И от людей требуется только одно: согласие среди самих себя и понимание всеобщей связи.
Праздники шли по календарю природы. Кончали молотить, ссыпали зерно в амбары — самый большой праздник считался. В колхозе, в первые годы, по старинным обычаям отмечали и «дожинки», когда все скашивали в поле, и конец обмолота.
Умолкала молотилка, которая в течение последних дней ненасытно ревела от темна до темна, наступала вдруг великая тишина. Слышалось озабоченное квохтанье наседки, собиравшей своих подросших голенастых цыплят, вялое шевеление тронутых кое-где желтизной листьев на деревьях, дальний прощальный гром — лето еще томило жарой, и уже угадывалось слабое дыхание подступающей осени.
Люди чистились, отмывали горячей водой многодневные грязь и пот, принаряжались.
На праздник шли семейно: мужчины блистали начищенными сапогами, вышитыми сорочками, женщины цвели кофтами и яркими платками. Подходили, чинно здоровались — будто давно не видались. Мужчины с цигарками — в свой гурток, женщины в свой, дивчата, как всегда, осторонь, со своими «байками», взрывами несдержанного смеха, толканиями, притопываниями, оглядываниями. Ни одного парубка не пропустят, чтобы не обсудить со всех сторон: и с кем гулял и гуляет, и с кем вчера вечером под тополями стоял, и как одет, и работает как, и мать, отец какие у него.
Низкие столы расставляли на просторном дворе, если было жарковато — в леваде, под раскидистыми вербами. Первым делом выставляли пышные, с подрезанными краями паляныци из муки нового урожая, затем расставляли все, чем издавна в этих местах «частували» гостей: холодец, тонко нарезанное сало, вареных кур, пироги с капустой и яйцами, «с пылу с жару» вареники с картофелем — постное масло желтовато отсвечивало в сулеях. Помидоры, огурцы — само собой, за закуску не считались. Горилку разносили в четвертях, наливали каждому дородные зазывно-голосистые тетушки. Привечать привечали, а сами знали, кому сколько можно налить. А то и обойдут, вроде и не заметят протянутого стакана.
Дядько Бессараб говорил первым. Рассказывал, сколько чего получили, какие планы, где и что будут сеять, потом называл по бумажке ударников… В самом конце Алеша свою фамилию услышал. Не поверил, замер, руки-ноги отнялись. За общий стол с великим смущением садился, — чего доброго, и прогонят: «А ну, давай, малый, ничого тут тоби робыть!» И вдруг такое!..

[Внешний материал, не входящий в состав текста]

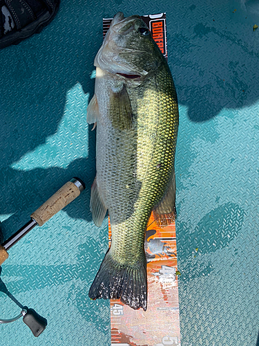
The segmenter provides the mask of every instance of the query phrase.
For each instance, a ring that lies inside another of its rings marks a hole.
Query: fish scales
[[[125,24],[127,30],[133,25],[145,27],[135,16],[129,17],[128,23],[119,13],[116,16],[113,26]],[[174,157],[178,128],[177,96],[170,70],[155,43],[148,39],[148,48],[150,42],[155,45],[152,54],[155,64],[151,64],[155,67],[143,78],[135,69],[137,78],[133,79],[128,78],[119,69],[117,73],[105,69],[105,64],[104,69],[106,48],[104,42],[103,51],[98,53],[101,62],[97,58],[95,62],[96,98],[88,109],[88,122],[97,122],[97,176],[92,188],[91,210],[99,226],[108,209],[112,230],[111,249],[89,295],[93,299],[120,298],[133,309],[144,310],[145,231],[152,210],[163,199],[165,202],[160,209],[164,208],[166,215],[174,212]],[[123,53],[120,56],[124,60],[128,58]],[[134,66],[138,64],[146,69],[146,59],[145,54],[140,55],[136,63],[134,56]],[[95,117],[91,118],[92,113]],[[94,204],[96,190],[99,199],[97,209]],[[102,217],[99,217],[100,210]]]

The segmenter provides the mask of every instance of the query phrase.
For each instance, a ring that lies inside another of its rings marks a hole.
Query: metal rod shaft
[[[5,248],[6,251],[16,244],[20,239],[24,237],[30,230],[31,230],[38,224],[33,219],[30,219],[29,222],[27,222],[21,228],[17,230],[14,235],[11,235],[6,242],[2,244],[2,246]]]

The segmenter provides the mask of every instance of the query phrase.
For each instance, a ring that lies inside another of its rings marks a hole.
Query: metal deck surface
[[[108,302],[88,291],[108,248],[89,211],[95,131],[86,120],[102,18],[166,12],[178,91],[176,155],[182,346],[256,346],[259,330],[258,1],[61,0],[40,34],[0,51],[0,218],[6,239],[68,180],[86,190],[9,251],[4,284],[48,320],[21,320],[0,345],[110,345]],[[21,309],[0,293],[0,318]],[[152,345],[155,346],[155,345]]]

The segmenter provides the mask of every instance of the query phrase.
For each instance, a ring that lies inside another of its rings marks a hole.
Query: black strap
[[[36,19],[32,10],[26,0],[6,0],[6,3],[18,30]]]

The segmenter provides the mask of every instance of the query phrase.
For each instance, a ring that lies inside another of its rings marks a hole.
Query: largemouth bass
[[[167,62],[138,16],[114,17],[95,66],[87,109],[88,122],[97,125],[90,210],[97,226],[108,210],[112,242],[89,296],[146,311],[147,222],[152,211],[161,226],[175,217],[176,92]]]

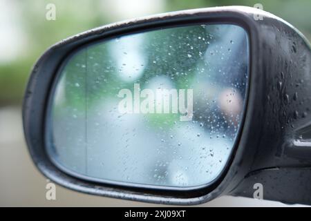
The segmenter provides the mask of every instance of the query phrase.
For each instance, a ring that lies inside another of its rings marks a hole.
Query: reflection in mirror
[[[67,173],[97,182],[207,185],[238,136],[248,61],[246,32],[229,24],[87,45],[59,73],[48,153]]]

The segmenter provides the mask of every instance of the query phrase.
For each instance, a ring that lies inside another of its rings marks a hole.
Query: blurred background
[[[48,3],[56,7],[55,20],[46,18]],[[32,65],[52,44],[109,23],[179,10],[256,3],[311,40],[310,0],[0,0],[0,206],[155,206],[87,195],[59,186],[57,200],[46,200],[48,181],[32,165],[21,124],[23,93]],[[201,206],[285,205],[226,196]]]

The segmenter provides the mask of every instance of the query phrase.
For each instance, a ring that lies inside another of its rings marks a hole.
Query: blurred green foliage
[[[25,47],[19,48],[19,52],[14,59],[8,61],[0,60],[0,106],[21,104],[31,68],[50,46],[73,35],[133,15],[220,6],[252,7],[255,3],[261,3],[265,10],[291,23],[311,39],[310,0],[142,0],[140,3],[137,3],[138,0],[0,0],[2,1],[4,8],[1,10],[6,10],[6,14],[9,15],[4,18],[4,22],[14,19],[13,25],[21,33],[19,37],[26,44]],[[46,19],[48,3],[56,6],[55,21]],[[135,8],[138,6],[149,9],[154,8],[154,10],[144,12],[144,8],[142,10],[142,8]],[[156,7],[157,6],[160,7]],[[11,13],[11,10],[15,13]],[[4,44],[5,41],[6,39]],[[14,47],[14,42],[10,44],[12,44],[10,47]]]

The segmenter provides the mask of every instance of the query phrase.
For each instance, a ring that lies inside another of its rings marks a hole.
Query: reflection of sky
[[[74,117],[64,116],[66,120],[62,115],[55,116],[57,152],[62,164],[78,173],[86,173],[92,177],[115,181],[173,186],[195,186],[213,181],[226,164],[234,138],[225,133],[223,125],[226,124],[226,119],[220,117],[222,110],[217,102],[219,94],[232,86],[216,81],[219,75],[216,70],[225,69],[226,66],[231,65],[229,61],[232,59],[231,55],[221,53],[220,46],[229,52],[228,44],[233,44],[230,41],[234,39],[234,44],[239,45],[237,39],[241,33],[228,37],[227,31],[234,30],[220,30],[215,33],[221,37],[218,39],[219,41],[211,41],[210,48],[205,54],[209,64],[205,67],[207,70],[194,74],[191,86],[194,90],[195,119],[193,121],[180,122],[177,117],[174,122],[171,115],[122,115],[118,112],[118,97],[102,95],[88,105],[87,113],[75,115]],[[117,64],[117,73],[114,74],[120,83],[133,84],[144,75],[144,68],[141,64],[147,66],[146,61],[150,58],[146,57],[148,53],[144,51],[142,36],[131,35],[106,43],[111,59]],[[182,44],[180,41],[180,43],[177,41],[176,45]],[[216,48],[218,51],[209,58],[207,55],[209,50]],[[187,55],[187,50],[180,49],[180,54]],[[230,52],[234,55],[235,50],[241,49],[232,47]],[[200,68],[199,63],[202,61],[199,62],[194,57],[185,56],[183,59],[192,59],[190,61],[194,66]],[[234,57],[234,59],[243,58]],[[183,61],[180,61],[182,65]],[[135,68],[138,66],[140,68]],[[131,73],[131,77],[128,73]],[[176,87],[176,78],[163,74],[154,75],[148,79],[148,82],[142,82],[147,83],[144,88],[154,90]],[[244,73],[234,74],[244,77]],[[224,78],[226,82],[230,81],[229,76],[232,77],[227,75]],[[61,84],[59,87],[64,85],[66,84]],[[128,85],[132,85],[129,89],[133,90],[133,84]],[[95,88],[93,94],[100,94],[101,89]],[[115,90],[117,95],[118,90]],[[55,96],[58,97],[57,95]],[[86,130],[84,128],[85,114],[87,115]],[[69,129],[71,131],[66,134],[59,133],[61,128],[68,128],[68,125],[75,130]],[[84,133],[86,137],[82,135]],[[77,136],[79,138],[82,136],[84,144],[81,139],[77,142],[75,139]],[[77,165],[84,157],[86,160],[83,162],[86,163],[85,169],[82,169],[83,164]]]

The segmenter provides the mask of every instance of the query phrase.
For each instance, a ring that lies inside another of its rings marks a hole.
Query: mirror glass
[[[189,25],[88,44],[60,68],[47,151],[100,182],[198,188],[220,176],[238,136],[249,72],[246,31]]]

Алеша глаз поднять не мог, лицо отяжелело, полыхнуло по щекам. Может, и хорошо, что люди о своем, не заметили, как было сказано про Алешу. Рвут острыми зубами сало, с хрустом перегрызают дымчато-сизые огурцы, прижмуривают замаслившиеся глаза — по первой «пропустили»…
Настоящее веселье начиналось, когда вступал в дело оркестр: призывно бил бубен, звякали колокольца, высоко забирала скрипка, рьяно заходилась гармонь. Танцплощадка — вот она: вылизанный ветрами, утрамбованный до каменной тверди ток. Пары еще только подбирались, а Пронька, неугомонная девка-соседка, в городских полусапожках, грудь в намисте, доглядела Алешу. Хвать его за руку — и в круг: «С ударником пойду! Давай, женишок!»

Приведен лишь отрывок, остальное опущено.